Visage à défaut de Japan ... merci Jiwa et Deezer ...
Passent les flashs involontaires en miroir de ces années près de Soho à écouter le nouveau son de l'Angleterre, 1983 et toutes ses directions entre punk et gothique. Après la révolution d'un idéal anarchiste se profilait déjà l'après des Sex Pistols, note après note d'une dépression sentimentale.
J'étais déjà amoureux de Siouxsie sur les riffs de Robert Smith avec dans l'intime les sons de Visage et la mélancolie de Japan, le regard de cette blonde qui me faisait tourner le cœur.

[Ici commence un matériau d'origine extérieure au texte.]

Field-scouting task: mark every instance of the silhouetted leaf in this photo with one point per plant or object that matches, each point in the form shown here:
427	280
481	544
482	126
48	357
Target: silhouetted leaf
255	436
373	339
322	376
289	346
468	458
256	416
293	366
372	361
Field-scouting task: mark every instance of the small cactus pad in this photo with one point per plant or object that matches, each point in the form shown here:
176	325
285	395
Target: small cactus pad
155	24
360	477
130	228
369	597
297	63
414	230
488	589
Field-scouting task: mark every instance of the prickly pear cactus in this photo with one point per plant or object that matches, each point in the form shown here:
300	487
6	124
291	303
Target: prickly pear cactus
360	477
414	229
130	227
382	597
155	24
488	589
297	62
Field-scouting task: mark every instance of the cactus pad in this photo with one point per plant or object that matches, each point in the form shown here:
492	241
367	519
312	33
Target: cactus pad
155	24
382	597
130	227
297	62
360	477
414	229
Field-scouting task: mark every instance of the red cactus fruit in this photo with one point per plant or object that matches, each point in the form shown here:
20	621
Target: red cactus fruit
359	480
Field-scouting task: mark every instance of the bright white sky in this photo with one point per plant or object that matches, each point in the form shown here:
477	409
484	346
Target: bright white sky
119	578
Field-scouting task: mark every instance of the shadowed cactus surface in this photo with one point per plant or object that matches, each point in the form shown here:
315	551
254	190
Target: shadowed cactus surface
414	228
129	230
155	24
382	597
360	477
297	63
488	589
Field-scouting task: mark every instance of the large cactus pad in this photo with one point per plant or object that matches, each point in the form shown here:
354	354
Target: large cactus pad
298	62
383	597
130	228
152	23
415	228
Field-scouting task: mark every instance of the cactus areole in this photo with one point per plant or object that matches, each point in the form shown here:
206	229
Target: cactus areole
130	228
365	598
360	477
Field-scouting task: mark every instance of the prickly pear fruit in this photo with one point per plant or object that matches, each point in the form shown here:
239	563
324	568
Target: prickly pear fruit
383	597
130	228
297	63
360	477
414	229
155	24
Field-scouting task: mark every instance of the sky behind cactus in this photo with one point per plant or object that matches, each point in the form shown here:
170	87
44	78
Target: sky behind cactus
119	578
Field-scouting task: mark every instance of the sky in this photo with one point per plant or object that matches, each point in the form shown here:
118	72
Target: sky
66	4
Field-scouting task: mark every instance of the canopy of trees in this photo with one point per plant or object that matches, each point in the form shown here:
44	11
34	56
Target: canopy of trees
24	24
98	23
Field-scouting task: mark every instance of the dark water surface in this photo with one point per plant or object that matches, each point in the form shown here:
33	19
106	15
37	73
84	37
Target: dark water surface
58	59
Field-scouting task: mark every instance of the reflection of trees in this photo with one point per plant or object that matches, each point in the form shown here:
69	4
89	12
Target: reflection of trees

Dans cette réalité avec Lisa et sa soeur, copie conforme de Cindy Lauper, cheveux oranges, de pub en pub, nous avons découvert la mixité des genres et puis le nouveau monde, une crête qui sourit à un adepte de Soft Cell dans les yeux de nos rêves. J'ai cru à ce moment que tout pouvait devenir possible dans les regards de mon adolescence qui commençait malgré moi à bâtir les regrets d'un demain invisible, l'insondable cruauté des souvenirs du nectar d'un être.
Passent les flashs d'un monde sans mémoire ...
Les décennies reviennent et se flashent comme le vent sauvage fredonnant l'air de ceux qui ont tenu à espérer, après les rides pour le new rose, mais tout est bien terminé.
Wait and see, wait hand sea of my life.